Lebkuchen is essentially German gingerbread. Although, since I don’t regular consumer gingerbread, I can’t offer a comparison. This stuff was a delicious treat—not too sweet, not too “spicy”—and can in dozen of options from plain to cover in a varieties of chocolates, with nuts—you name it. We had a white chocolate one and later satisfied our sweet-tooths with one covered in a strawberry icing. My only regret was that we didn’t get extra to have for later!
After we covered more of the markets we came across a rather busy café that was also serving a variety of drinks to market-goers, and I excitedly saw that they served eggnog—something I had not come across yet while we had been in Europe and thought I would have to go the Christmas season without. We got a cup and I quickly remembered the Germans fondness and high tolerance for alcohol. Colton took one look at the cup, saw the beverage’s yellow tinge, and immediately lost interest in the drink. I took one sip and can only say order it if you like hot alcohol with a splash of cream and some egg-yness.
I should have kept that in mind when we stumbled across the Feuerzangenbowle stall. I had heard of this strange drink before and of course wanted to try the specialty of the area. It’s different from other mulled wine drinks because as they make it, they take a rum-soaked sugar cone and burn it over the drink; the sugar caramelizes and drips into the big bowl of punch.
It was fun to watch them burn the cones, although you could see the man making it was tired of tourist taking his picture (interestingly, Colton and I had noticed more Americans at this market than any other).
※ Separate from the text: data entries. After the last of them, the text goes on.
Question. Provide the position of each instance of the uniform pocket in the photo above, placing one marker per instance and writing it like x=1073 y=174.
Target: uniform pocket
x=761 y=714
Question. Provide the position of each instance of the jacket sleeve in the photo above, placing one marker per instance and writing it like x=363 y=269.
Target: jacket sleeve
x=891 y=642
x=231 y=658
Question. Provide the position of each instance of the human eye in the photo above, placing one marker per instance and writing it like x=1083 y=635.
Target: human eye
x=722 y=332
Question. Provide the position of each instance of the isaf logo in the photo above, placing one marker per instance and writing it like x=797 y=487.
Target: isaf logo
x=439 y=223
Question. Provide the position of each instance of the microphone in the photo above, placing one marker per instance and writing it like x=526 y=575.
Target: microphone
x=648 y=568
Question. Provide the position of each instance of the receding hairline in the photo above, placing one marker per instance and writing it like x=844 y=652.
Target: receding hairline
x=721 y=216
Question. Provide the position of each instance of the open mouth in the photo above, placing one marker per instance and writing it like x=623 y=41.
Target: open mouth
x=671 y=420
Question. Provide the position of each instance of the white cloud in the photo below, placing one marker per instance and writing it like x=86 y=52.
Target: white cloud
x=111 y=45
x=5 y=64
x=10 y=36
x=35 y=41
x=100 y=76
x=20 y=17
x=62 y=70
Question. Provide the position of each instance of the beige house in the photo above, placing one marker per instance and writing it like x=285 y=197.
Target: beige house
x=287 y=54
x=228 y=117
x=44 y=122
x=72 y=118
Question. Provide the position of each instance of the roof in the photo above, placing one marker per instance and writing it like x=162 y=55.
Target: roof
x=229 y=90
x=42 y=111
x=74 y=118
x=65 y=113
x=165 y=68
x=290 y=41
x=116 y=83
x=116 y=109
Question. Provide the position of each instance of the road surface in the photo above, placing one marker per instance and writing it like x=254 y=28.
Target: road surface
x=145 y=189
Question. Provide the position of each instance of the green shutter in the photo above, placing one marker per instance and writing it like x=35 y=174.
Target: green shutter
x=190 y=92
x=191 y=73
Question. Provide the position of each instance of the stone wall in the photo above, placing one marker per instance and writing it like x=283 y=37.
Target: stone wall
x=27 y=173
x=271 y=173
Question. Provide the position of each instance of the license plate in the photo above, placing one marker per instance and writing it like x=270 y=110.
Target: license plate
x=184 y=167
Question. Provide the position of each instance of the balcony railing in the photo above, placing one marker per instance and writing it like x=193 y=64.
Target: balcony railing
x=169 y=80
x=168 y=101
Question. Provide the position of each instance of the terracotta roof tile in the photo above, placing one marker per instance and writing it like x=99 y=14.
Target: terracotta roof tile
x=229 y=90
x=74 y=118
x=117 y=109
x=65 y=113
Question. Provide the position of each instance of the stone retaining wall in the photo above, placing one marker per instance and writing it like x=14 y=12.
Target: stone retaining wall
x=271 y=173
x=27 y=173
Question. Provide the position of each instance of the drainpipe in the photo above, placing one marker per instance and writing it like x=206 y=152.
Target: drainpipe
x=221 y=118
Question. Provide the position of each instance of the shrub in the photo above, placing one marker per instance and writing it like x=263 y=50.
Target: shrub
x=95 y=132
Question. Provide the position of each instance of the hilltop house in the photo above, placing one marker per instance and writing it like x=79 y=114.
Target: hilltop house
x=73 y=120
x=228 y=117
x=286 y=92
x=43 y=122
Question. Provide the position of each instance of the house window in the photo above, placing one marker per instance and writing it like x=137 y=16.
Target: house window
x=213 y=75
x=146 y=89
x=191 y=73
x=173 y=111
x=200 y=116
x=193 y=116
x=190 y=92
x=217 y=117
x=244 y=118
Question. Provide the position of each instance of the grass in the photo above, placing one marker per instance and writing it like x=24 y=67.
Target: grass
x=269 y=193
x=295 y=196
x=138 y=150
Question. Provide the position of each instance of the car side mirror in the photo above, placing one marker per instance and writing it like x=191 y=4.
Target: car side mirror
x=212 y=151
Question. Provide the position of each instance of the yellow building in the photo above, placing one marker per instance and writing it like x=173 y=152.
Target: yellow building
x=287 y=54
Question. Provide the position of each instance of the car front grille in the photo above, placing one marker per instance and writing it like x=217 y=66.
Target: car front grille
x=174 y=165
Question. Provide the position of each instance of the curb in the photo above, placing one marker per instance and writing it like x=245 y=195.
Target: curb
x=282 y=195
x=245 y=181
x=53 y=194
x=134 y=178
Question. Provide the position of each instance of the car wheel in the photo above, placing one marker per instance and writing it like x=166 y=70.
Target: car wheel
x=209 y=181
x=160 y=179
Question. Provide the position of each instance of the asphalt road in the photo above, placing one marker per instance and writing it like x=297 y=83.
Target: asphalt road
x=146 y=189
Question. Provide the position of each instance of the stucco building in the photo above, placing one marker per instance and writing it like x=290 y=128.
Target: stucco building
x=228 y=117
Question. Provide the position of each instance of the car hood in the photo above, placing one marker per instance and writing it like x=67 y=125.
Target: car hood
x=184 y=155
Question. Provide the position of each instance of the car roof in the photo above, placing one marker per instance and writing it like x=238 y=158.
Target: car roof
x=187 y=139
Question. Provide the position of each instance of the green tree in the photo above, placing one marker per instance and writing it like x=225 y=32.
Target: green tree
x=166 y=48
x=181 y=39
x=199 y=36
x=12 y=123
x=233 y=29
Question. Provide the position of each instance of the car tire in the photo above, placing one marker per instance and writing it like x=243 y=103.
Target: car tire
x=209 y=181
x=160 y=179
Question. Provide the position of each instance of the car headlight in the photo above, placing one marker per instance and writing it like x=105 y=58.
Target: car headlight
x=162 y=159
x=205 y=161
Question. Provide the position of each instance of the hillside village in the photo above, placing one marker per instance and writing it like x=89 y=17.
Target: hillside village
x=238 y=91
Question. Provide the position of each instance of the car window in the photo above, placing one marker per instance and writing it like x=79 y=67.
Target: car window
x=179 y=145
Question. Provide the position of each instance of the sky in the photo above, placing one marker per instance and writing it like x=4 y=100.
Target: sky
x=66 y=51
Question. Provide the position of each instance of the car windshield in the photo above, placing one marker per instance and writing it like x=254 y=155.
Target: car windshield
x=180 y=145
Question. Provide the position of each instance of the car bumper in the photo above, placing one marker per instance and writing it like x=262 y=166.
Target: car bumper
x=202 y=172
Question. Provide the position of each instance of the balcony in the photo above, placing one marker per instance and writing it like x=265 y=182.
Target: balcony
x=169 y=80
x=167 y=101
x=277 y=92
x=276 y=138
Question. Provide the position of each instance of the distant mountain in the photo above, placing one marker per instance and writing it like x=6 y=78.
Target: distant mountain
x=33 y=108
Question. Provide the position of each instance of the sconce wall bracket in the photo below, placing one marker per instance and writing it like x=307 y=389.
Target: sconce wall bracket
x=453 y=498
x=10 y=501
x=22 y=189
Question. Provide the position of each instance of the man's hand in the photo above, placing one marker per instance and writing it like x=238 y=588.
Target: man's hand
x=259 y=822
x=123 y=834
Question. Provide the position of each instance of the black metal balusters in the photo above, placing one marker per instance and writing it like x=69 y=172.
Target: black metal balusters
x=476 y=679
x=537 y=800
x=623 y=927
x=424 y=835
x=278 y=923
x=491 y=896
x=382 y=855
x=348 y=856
Was it fun to drink? Um, no. Colton and I had to dip ginger biscuits they had at the stall in the cup to consume any of it—we hadn’t had much before we caved, found a dark corner where no one was looking and dumped the contents, and returned the mug.
We returned to browsing and found ourselves in the “partners market”—stalls from sister cities of Nuremberg. We glanced at the various items from Cuba, Argentina, Italy, and several others. We stopped at the American stall to confirm that the rest of world does indeed believe that we only consume junk food. Our favorite was the Scottish stall, where we got our souvenirs for the city, purchased from girl originally from Ohio.
So yeah, not very German for ourselves, but this market was definitely my favorite as far as shopping. Although it was not 100% handcrafted items, everything seemed more authentic and unique that we’d seen at Brussels (and in Vienna); plus there were a variety of yummy foods to try (I forgot to mention corn on the cob covered in garlic butter, not fancy but it hit the spot), so I would high recommend a quick visit to the Nuremberg market if you make a tour like we did.